Objective:To explore clinical value of nucleic acid detection for hepatitis B virus (HBV) screening in hospitalized patients.Methods:This cross-sectional study collected and analyzed plasma samples from patients admitted to 10 domestic medical institutions from July 2021 to December 2021. Serological immunoassay and nucleic acid screening were used to simultaneously detect hepatitis B markers such as hepatitis B surface antigen (HBsAg), hepatitis B surface antibody (HBsAb), hepatitis B e Antigen (HBeAg), hepatitis B e antibody (HBeAb), hepatitis B core antibody (HBcAb),and HBV DNA. Statistical analysis was performed on the serology, nucleic acid test results and clinical information of the patients.Results:Of the 8 655 collected samples, HBsAg was positive in 216 (2.50%) samples,HBV DNA was positive in 238 (2.75%) samples ( P>0.05); 210 (2.43%) samples were positive for both HBsAg and HBV DNA, 28 (0.32%) were HBsAg negative and HBV DNA positive, 6 cases (0.07%) were HBsAg positive and HBV DNA negative. Conclusion:These results indicate that the HBV DNA testing is equally effective as hepatitis B virus serological detection for hepatitis B virus screening in hospitalized patients.

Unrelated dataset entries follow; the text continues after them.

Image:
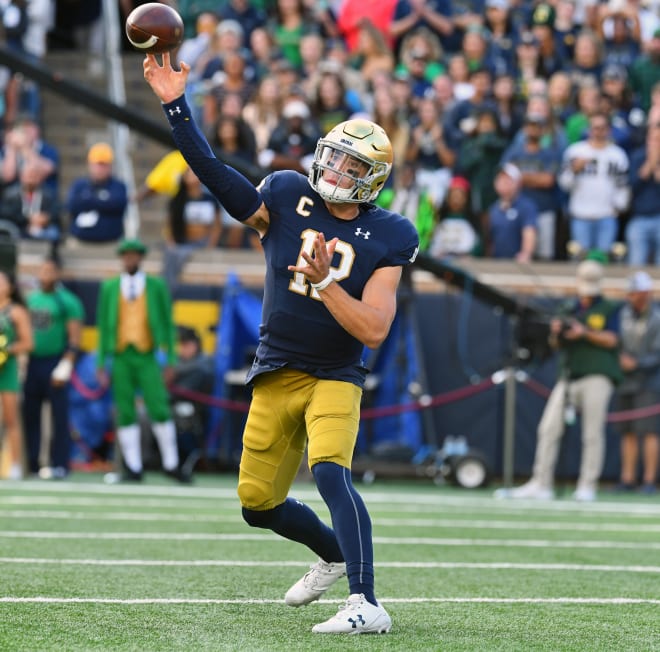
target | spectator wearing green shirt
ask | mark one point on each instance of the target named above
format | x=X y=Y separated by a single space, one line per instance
x=57 y=317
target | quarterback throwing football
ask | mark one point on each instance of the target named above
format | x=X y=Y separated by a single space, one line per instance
x=333 y=265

Objective:This multi-centre study was conducted to assess the efficacy of various preoperative/pre-transfusion screening methods for blood transmitted disease.Methods:From July 2021 to December 2021, plasma samples of patients admitted to 10 hospitals were collected for screening preoperative/pre-transfusion blood transmitted disease. Nucleic acid detection technology was used to detect hepatitis B virus (HBV) DNA, hepatitis C virus (HCV) RNA and human immunodeficiency virus (HIV)(1+2) RNA, and the results were compared with the immuno-serological methods. χ 2 test and Kappa test were used to analyze the efficacy of these two methods. Results:A total of 8 655 valid specimens were collected from 10 hospitals. There was a statistically significant difference in the positive detection rate of HCV between the two methods ( P<0.001). There was no significant difference in the positive detection rate of HBV and HIV assessed by the two methods ( P>0.05), but the number of positive cases detected by HBV DNA and HIV RNA (218 and 4 cases) was significantly higher than the corresponding serological results (216 and 2 cases). At the same time, there were HBV, HCV and HIV immuno-serological omissions by the immuno-serological methods, among which 28 cases were HBsAg negative and HBV DNA positive, 2 cases were HCV antibody negative and HCV RNA positive, and 2 cases were HIV antigen/antibody negative and HIV RNA positive. In addition, in the 66 samples with inconsistent results from the two detection methods, 83.3% (55/66), 68.2% (45/66), 63.6% (42/66) and 62.1% (41/66) of patients aged was>45 years, tumor, surgery and male, respectively. Conclusions:Compared with immuno-serological tests, nucleic acid tests have the advantage in terms of sensitivity on detecting HBV, HCV and HIV infection and could reduce missed detection. The risk of transmission can be reduced by adding HBV, HCV, and HIV nucleic acid tests to preoperative/pre-transfusion immuno-serological tests screening for patients over 45 years of age and tumor patients.